Brown University / Rhode Island Hospital, United States
Disclosure information not submitted.
Title: Diabetes Insipidus in a Critically Ill Post-Partum COVID Patient
Case Report Body:
Introduction: Diabetes insipidus (DI) is a syndrome with either inadequate secretion of, or renal unresponsiveness to, arginine vasopressin (AVP), resulting in hypotonic polyuria and polydypsia. Non-congenital forms of DI include central or nephrogenic DI, with central DI typically representing damage to the posterior pituitary. Finally, there is a transient form of DI in pregnancy, driven by placental enzymatic degradation of AVP. Pregnant or newly postpartum patients with DI may present with any of the three above-mentioned DI subtypes.

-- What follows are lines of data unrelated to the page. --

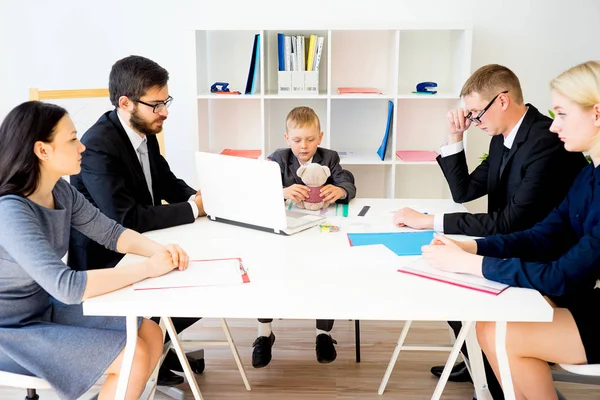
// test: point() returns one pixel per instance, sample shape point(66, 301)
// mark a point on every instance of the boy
point(303, 135)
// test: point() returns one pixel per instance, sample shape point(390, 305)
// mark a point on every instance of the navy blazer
point(112, 179)
point(538, 174)
point(340, 177)
point(558, 256)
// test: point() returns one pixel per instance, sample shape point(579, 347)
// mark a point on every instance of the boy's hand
point(296, 193)
point(331, 194)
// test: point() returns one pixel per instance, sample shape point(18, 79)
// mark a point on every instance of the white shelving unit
point(392, 60)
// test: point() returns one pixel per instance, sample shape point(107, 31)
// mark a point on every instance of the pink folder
point(359, 91)
point(241, 153)
point(416, 155)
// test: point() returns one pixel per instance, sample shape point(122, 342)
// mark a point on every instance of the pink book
point(416, 155)
point(358, 91)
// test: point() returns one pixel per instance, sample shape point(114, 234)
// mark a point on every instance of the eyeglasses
point(156, 108)
point(477, 119)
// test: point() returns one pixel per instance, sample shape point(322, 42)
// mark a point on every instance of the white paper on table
point(422, 269)
point(224, 272)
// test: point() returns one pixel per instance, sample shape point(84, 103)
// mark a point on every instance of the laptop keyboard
point(294, 222)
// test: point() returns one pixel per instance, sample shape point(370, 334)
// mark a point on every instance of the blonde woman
point(560, 256)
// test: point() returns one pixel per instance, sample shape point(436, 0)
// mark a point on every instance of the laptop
point(248, 192)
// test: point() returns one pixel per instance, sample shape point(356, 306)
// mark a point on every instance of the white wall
point(72, 44)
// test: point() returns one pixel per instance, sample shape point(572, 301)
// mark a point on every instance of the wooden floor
point(294, 373)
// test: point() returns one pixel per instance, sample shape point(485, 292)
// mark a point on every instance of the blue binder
point(383, 148)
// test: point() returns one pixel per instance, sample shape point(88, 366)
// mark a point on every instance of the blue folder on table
point(401, 243)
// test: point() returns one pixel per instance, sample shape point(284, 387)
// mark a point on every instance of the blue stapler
point(423, 88)
point(219, 87)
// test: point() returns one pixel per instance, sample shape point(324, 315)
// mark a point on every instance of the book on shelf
point(242, 153)
point(295, 53)
point(358, 90)
point(388, 126)
point(417, 155)
point(254, 63)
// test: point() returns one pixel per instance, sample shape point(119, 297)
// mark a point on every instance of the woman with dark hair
point(43, 331)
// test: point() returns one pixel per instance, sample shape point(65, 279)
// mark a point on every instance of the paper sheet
point(199, 273)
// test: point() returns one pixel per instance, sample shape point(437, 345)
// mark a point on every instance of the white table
point(287, 281)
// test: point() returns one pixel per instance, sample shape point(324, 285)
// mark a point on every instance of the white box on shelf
point(311, 82)
point(284, 82)
point(297, 82)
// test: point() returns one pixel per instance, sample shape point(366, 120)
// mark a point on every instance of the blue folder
point(401, 243)
point(384, 143)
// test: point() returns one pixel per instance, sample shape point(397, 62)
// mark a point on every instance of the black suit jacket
point(112, 179)
point(538, 174)
point(340, 177)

Description: A 31-year-old woman at 22 weeks gestation was admitted to the intensive care unit (ICU) with hypoxemia from SARS-COV-2. She was started on dexamethasone and remdesivir with increasing oxygen requirements, first requiring intubation and then cannulation for venovenous extracorporeal membrane oxygenation (VV-ECMO). On day six of VV-ECMO, she ejected her cervical mucus plug and had a spontaneous vaginal delivery.
Prior to and following delivery, she remained normotensive; estimated delivery-related blood loss was 500 cc. On postpartum day 5, she had 5L of urine output, and laboratory results showed a serum sodium of 155 mEq/L, urine specific gravity of 1.005 and osmolality of 228 mOsm/kg, and serum osmolality of 311 mOsm/kg. Given these results, a presumptive diagnosis of DI was made.
She was treated with intravenous desmopressin, with a post-desmopressin urine osmolality of 397 mOsm/kg, suggesting an appropriate response and thus ruling out nephrogenic DI. Transient DI of pregnancy was thought a less likely etiology, given the four days between delivery and development of DI. Approximately 24 hours prior to her diagnosis, she had severe chatter on her ECMO circuit, causing shutoff of the oxygenator and decrease in her oxygen saturation to 30%. This was quickly corrected, but it seems possible this hypoxic insult could have precipitated her DI.
Discussion: There are reports of central DI in critically ill patient with ARDS, with hypoxia-induced hypothalamic injury as the suggested etiology. Similarly, reports exist of central DI following discontinuation of vasopressin for shock or associated with HELLP or Sheehan syndromes—none of which apply to this patient. This remains the first instance we can find of postpartum central DI in COVID infection.